_Phantom Thread_ (half ot it anyway)
From
septimus3 NA@21:1/5 to
All on Sun Oct 4 11:15:10 2020
I was halfway through _Phantom Thread_ on NBC Peacock Premium
and the film abruptly disappeared from the streaming service. The
only reason I subscribed was that the money-grubbing NBC studios
pulled a lot of English Premier League games off its Spanish
affiliate, especially those featuring Liverpool (a team I've
followed for 40 years). Well it was no real loss.
I'm sure no one really watches NBC Peacock for the movies. You
can't pause in the middle -- videos restart from 0:00 every time.
But let's focus on the half-movie. It is about as expected,
another self-important Paul Thomas Anderson award-bait.

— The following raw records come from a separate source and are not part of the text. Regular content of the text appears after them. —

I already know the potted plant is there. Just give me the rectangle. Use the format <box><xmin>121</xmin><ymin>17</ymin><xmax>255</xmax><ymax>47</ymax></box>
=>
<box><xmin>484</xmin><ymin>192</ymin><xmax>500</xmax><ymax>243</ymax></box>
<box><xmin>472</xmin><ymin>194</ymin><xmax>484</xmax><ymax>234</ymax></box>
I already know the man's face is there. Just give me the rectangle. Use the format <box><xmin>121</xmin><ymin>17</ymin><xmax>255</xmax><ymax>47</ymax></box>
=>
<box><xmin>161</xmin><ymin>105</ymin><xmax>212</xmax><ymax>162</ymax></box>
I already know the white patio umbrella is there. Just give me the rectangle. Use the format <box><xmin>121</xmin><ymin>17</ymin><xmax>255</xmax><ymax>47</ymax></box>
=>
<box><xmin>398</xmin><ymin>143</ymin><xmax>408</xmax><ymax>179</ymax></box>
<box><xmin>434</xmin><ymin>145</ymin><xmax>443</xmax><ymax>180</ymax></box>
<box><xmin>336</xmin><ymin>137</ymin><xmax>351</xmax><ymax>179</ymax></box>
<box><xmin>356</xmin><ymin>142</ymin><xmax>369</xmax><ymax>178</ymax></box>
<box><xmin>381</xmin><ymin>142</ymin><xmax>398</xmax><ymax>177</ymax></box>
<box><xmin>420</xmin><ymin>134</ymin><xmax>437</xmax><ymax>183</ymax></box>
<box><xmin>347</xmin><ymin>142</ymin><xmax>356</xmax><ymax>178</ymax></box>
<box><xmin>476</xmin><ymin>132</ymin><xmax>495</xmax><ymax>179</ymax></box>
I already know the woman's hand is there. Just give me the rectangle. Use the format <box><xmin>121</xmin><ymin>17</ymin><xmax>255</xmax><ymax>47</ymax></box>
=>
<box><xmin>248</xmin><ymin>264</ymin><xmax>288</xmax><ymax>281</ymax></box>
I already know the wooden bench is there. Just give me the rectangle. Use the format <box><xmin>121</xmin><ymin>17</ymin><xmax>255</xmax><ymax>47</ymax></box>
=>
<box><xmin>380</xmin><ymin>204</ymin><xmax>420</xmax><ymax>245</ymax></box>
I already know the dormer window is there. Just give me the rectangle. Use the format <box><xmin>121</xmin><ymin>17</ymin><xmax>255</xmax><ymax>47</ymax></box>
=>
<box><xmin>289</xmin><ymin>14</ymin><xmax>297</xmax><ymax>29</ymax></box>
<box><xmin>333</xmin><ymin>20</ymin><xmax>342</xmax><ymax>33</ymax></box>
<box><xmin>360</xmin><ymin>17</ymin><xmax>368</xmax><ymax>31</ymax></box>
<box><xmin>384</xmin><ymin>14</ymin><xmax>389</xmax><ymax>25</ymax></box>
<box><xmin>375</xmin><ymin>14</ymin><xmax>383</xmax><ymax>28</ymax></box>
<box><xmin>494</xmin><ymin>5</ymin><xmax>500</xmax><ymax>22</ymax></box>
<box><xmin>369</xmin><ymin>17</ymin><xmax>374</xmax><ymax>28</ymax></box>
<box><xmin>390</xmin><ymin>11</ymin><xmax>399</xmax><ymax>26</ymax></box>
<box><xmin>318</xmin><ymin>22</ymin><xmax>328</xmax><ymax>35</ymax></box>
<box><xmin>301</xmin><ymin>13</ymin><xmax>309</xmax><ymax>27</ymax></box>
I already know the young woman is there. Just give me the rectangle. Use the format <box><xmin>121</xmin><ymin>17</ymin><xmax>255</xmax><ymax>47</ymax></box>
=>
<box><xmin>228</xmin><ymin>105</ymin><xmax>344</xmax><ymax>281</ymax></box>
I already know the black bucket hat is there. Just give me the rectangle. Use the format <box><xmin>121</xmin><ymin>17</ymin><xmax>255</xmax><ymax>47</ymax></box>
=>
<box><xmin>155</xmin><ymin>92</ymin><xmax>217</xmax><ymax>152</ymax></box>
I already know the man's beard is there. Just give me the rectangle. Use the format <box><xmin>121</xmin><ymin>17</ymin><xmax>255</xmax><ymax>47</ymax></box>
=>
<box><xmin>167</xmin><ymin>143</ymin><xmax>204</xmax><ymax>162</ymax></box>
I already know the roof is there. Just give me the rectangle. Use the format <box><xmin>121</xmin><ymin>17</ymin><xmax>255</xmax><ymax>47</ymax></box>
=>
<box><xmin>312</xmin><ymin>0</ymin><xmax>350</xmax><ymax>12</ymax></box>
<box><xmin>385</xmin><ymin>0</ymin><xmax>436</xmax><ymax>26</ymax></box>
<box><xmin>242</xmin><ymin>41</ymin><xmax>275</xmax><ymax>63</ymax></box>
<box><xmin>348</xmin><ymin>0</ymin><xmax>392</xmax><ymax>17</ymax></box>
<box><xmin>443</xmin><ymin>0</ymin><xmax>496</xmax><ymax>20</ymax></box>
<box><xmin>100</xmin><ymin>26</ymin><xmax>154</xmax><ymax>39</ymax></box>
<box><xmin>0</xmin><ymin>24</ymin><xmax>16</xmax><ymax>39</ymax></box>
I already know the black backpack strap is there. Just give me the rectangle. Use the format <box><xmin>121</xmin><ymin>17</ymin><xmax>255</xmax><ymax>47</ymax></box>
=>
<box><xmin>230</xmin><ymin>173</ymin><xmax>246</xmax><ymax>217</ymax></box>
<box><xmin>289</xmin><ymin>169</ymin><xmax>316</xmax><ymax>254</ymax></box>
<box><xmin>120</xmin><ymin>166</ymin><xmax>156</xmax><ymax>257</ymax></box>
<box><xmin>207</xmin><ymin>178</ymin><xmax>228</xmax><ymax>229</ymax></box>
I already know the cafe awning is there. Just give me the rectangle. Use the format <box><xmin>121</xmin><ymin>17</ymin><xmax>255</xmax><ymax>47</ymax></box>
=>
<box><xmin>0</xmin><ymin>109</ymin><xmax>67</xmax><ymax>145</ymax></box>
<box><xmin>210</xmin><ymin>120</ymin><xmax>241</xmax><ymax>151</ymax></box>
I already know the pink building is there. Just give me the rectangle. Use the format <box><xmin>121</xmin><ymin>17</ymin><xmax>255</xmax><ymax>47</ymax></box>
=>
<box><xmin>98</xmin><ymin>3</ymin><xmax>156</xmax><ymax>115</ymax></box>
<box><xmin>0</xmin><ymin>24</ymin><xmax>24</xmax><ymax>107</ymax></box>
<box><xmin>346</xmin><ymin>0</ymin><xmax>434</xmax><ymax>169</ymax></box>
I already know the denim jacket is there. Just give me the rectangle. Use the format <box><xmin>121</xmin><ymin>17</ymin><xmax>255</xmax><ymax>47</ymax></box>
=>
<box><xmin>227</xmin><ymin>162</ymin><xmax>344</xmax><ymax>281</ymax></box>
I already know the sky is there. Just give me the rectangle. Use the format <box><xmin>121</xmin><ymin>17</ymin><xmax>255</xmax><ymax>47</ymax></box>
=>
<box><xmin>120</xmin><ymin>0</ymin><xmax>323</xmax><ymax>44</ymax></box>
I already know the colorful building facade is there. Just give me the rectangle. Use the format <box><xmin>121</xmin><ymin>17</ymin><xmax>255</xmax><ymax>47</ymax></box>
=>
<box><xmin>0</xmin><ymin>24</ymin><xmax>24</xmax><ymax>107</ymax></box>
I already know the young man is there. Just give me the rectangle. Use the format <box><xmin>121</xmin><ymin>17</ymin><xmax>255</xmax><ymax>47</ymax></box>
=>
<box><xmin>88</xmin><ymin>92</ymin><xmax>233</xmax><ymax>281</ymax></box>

Anderson is not capable of originality; here he seems to be
emulating some Merchant-Ivory glossy, soft-focus look. Or
maybe a perfume commercial. There is a lot of close-up of
women's clothes and skin. But the main objection is the
hagliographic depiction of autocratic London fashion designer
(Daniel Day Lewis), who is pampered and infantilized by his
wife, his female assistants, clients (all women), and his
model/muse. It is downright unwatchable in the age of
"me-too," except that this is Anderson, the critic's darling,
so of course he gets a free pass.
There is a recent TV series called "The Collection" about
a French fashion house in post-WWII Paris. The figurehead
of the outfit is charismatic and irresistable to his female
clients. But it is all a sham; his reputation is a social
construct held together by received opinion among critics
and high society. The real genius designer is his brother
who is socially awkward; when the brother tries to break
free and entice the clients to go with him, they dismiss
his work which do not have the "received-wisdom" stamp
of approval. That series features Irene Jacob as the
mother of a very good Jenna Thiam. It is far superior
to _Phantom Thread_ in every way -- particularly in the
meta-cinema category. Movies and movie directors are
anointed as masterful in the same way these fashion
designers are. From the half of _Phantom Thread_ I've
seen, there is absolutely no suggestion that Paul
Thomas Anderson -- himself largely a construct of
critics' desperate need to anoint a new US director
where none exists -- will touch on this obvious point.
The only way the film can go is that the artist at the center
of the film remains an undisputed genius whose autocratic
ways are something we would look back on with nostalgia.